One of the things I love most about my husband is his spirituality. His belief in God, in the good and love of his Creator and his unwillingness to let others shame him or belittle him for his beliefs is one of the biggest things I admire about him. He is a good man who is teaching our children to be good children, raising them with hope and a strong foundation of love. I find it honorable. I have watched him as he has given his scarf to a cold, nearly frozen homeless man because that is what his God has asked of him- to love his neighbor. I have watched him as he has had the utmost patience with our children as I am slowly losing it some days because that is what his God has taught him. I have been the recipient of so much patience, honor and love because that is what his God has told him is important in loving a spouse.

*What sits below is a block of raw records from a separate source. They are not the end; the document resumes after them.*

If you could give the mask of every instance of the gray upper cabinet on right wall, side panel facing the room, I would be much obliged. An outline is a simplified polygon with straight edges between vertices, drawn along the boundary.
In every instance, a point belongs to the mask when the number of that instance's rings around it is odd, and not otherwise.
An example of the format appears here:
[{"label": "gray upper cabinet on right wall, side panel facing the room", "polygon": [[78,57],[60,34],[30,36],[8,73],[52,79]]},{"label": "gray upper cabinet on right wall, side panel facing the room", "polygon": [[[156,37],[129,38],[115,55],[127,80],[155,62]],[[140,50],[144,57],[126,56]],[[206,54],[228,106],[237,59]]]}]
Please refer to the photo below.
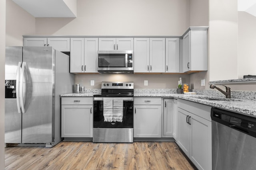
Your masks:
[{"label": "gray upper cabinet on right wall, side panel facing the room", "polygon": [[183,55],[181,72],[207,70],[207,29],[190,28],[183,36]]}]

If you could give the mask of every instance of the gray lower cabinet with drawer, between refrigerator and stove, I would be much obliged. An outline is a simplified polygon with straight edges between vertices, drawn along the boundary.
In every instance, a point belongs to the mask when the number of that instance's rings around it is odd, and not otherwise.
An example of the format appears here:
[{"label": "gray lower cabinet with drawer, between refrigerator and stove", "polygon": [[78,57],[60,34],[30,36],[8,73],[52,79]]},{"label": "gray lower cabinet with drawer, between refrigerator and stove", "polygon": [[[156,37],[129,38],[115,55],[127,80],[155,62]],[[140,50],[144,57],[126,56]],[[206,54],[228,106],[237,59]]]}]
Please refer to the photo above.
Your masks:
[{"label": "gray lower cabinet with drawer, between refrigerator and stove", "polygon": [[61,137],[92,137],[91,97],[62,97]]}]

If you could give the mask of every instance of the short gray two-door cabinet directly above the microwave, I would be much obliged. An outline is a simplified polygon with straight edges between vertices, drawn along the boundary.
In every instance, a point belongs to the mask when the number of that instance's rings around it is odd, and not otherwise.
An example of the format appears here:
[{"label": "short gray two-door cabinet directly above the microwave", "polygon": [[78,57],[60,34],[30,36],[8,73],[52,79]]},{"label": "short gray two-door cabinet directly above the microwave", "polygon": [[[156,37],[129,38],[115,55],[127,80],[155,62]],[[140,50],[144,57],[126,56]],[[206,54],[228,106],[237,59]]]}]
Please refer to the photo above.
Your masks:
[{"label": "short gray two-door cabinet directly above the microwave", "polygon": [[99,38],[99,51],[133,51],[133,38]]}]

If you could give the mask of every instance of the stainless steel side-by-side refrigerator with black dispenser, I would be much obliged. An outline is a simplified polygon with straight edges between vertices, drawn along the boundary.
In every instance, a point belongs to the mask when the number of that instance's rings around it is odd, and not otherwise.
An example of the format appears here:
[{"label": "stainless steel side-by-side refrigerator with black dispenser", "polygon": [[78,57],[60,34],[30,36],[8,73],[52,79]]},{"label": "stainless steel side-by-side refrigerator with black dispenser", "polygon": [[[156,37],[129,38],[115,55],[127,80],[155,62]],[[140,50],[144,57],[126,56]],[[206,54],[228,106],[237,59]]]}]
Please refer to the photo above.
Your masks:
[{"label": "stainless steel side-by-side refrigerator with black dispenser", "polygon": [[6,47],[6,144],[53,147],[62,140],[60,94],[74,84],[69,61],[52,47]]}]

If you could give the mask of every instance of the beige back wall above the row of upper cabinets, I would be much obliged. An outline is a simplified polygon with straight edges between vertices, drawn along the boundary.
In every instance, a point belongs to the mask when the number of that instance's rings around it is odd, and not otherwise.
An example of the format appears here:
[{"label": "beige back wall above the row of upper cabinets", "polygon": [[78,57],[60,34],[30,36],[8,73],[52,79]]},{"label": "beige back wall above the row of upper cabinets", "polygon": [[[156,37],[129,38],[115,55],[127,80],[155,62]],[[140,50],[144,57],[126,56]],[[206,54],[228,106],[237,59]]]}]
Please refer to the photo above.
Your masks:
[{"label": "beige back wall above the row of upper cabinets", "polygon": [[182,35],[189,0],[77,0],[77,18],[36,18],[37,35]]}]

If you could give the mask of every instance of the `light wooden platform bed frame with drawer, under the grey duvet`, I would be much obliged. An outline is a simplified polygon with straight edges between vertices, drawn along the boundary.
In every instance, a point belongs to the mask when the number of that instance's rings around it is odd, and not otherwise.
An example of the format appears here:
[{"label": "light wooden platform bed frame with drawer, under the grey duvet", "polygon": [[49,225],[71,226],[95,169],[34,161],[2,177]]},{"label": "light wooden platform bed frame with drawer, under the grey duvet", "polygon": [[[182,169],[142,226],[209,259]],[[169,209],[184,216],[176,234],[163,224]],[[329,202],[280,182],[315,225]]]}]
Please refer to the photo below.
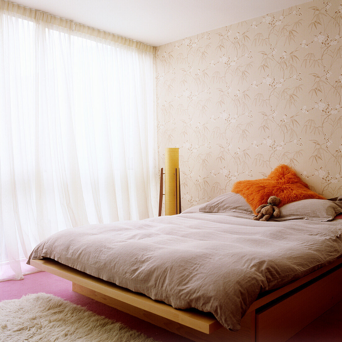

Some might find it odd for a non-Christian to want her children raised differently than herself. I don’t know how to explain it I guess. I feel like Christianity provides a strong basis of morals, but it’s more than that. I think it provides a sense of hope. A comfort in times of trial. It’s something that I have always envied a bit, but cannot wrap my heart & head around. But why take that away from my kids? They will find out soon enough that the world can be a truly terrifying place where evil and awful things happen to people everyday. And though I might not believe that there is a place of reprieve from all of it when we die why not let them have that? I mean really, what do I know? And if by some chance Christians are wrong and there isn’t a heaven what have I really lost by letting my kids have faith in that? I will always be here in the future if they have questions or choose to explore other options. It’s not something we plan to force on our children. My husband isn’t going to be throwing bibles at them and raining down words of fire and brimstone- that’s not him and frankly, that’s not being a Christian. He will be raining down words of love, however. He will be supporting them no matter what f-ck ups they make in life just as he is loving me through all of my questions and struggle.
That was long winded, but I hope it helped. I still have so many questions and love the feedback I’ve gotten so far and hope to hear more from you.